Right from the off, the title track as it happens, it’s clear that this is a pair with a nose for trouble. There is some primal, lustful urges in the fiddle playing, something that suggests a walk down the wrong side of the tracks, and when they join together for the harmony part, then this is not so much a call to arms this time, but a blatant summoning.

Everything about this stomps up a storm. The overt folk of “Rules Of Engagement” is probably the best thing here. Like many on the record, it’s a vocal duet, but is better when they both sing at the same time – plus there’s something glorious about the pay off line: “you say that nothing’s too good for you, but she is….”.

Yet there are so many different colours and shades. A real beauty in the pure love song of “Dark Gets Close”, manages to somehow invoke the rugged beauty that I always imagine Canada to possess.
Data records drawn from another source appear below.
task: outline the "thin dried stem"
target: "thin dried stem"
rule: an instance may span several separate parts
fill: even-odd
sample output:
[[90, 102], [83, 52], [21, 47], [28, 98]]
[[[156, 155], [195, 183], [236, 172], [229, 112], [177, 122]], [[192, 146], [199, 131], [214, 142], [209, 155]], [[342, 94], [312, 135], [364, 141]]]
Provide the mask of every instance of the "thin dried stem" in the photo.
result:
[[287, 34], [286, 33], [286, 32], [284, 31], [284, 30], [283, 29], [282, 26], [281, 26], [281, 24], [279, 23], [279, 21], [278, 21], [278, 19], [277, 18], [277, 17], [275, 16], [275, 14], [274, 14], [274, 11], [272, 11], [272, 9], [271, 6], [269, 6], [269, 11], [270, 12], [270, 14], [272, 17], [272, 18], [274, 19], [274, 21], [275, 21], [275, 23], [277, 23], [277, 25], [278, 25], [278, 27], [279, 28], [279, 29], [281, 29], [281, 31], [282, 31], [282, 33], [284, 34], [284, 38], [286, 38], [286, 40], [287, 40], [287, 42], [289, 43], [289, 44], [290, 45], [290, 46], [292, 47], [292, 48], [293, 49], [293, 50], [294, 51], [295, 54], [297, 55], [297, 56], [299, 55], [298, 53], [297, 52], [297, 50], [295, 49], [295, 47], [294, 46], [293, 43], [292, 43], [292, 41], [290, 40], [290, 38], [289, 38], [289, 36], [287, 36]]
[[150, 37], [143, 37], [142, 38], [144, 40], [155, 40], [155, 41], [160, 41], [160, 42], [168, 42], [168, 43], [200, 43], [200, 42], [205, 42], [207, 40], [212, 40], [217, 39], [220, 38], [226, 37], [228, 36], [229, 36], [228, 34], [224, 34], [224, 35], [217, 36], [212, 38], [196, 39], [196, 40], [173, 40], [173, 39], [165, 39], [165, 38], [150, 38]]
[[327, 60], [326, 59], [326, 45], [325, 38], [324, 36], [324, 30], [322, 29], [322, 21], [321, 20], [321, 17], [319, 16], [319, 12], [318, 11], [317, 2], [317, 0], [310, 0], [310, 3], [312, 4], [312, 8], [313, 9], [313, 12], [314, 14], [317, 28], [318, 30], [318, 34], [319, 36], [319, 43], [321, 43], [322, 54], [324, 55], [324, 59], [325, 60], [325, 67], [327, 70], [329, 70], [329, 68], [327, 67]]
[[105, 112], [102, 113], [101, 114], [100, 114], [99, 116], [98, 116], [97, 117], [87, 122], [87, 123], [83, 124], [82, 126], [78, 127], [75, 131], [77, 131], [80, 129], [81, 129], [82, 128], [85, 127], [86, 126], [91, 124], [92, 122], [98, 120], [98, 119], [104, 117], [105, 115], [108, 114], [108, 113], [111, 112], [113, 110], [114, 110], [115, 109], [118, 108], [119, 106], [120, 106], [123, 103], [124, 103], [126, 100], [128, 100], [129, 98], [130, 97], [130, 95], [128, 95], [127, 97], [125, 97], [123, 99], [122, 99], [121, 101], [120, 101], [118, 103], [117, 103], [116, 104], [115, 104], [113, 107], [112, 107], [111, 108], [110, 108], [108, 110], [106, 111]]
That is balanced out by the darker, more foreboding tones of the traditional sounding “Seat At The Table”. And a word too for the instrumentation that so compliments the vocals, it is absolutely perfect, not just here, but on the others too.

The way “Loved You Enough” is picked out, at once fragile but totally sure of itself, is a thing of real skill, and Mullholland (who was nominated for an award last year for her solo album) has a gorgeous voice, but it doesn’t ever sound better than it does here.

“…Made” could have, well, been made at any time, given that it doesn’t have much truck with “contemporary” anything, but “I Saw It In The Mail” is so traditional you can picture it as the soundtrack to a saloon in Dodge City. There is just a rawness here.

“Shiloh” is full of a real Celtic sound, and honestly, its instrumental tones are not far from a ceilidh,  and there’s something innocent about “I Just Wanna”. It conjures up images of drive-thru cinema and chaperones at the school dance.

“Shadow” has a more epic, rounded feel than most of the album, and “Rich Looks Cheap To Me” takes things in a more acoustic direction, but it is a very clever track. Two sides to every story, it suggests, but to take that a stage further, then also two halves of the same coin.

And that fusion is all over “Sins We Made”. There was only seven deadly when they started, but Harrow Fair have invented a few more, surely. A thoroughly interesting, compelling and supremely well put together album, it improves on the first one – and that makes it very, very good indeed.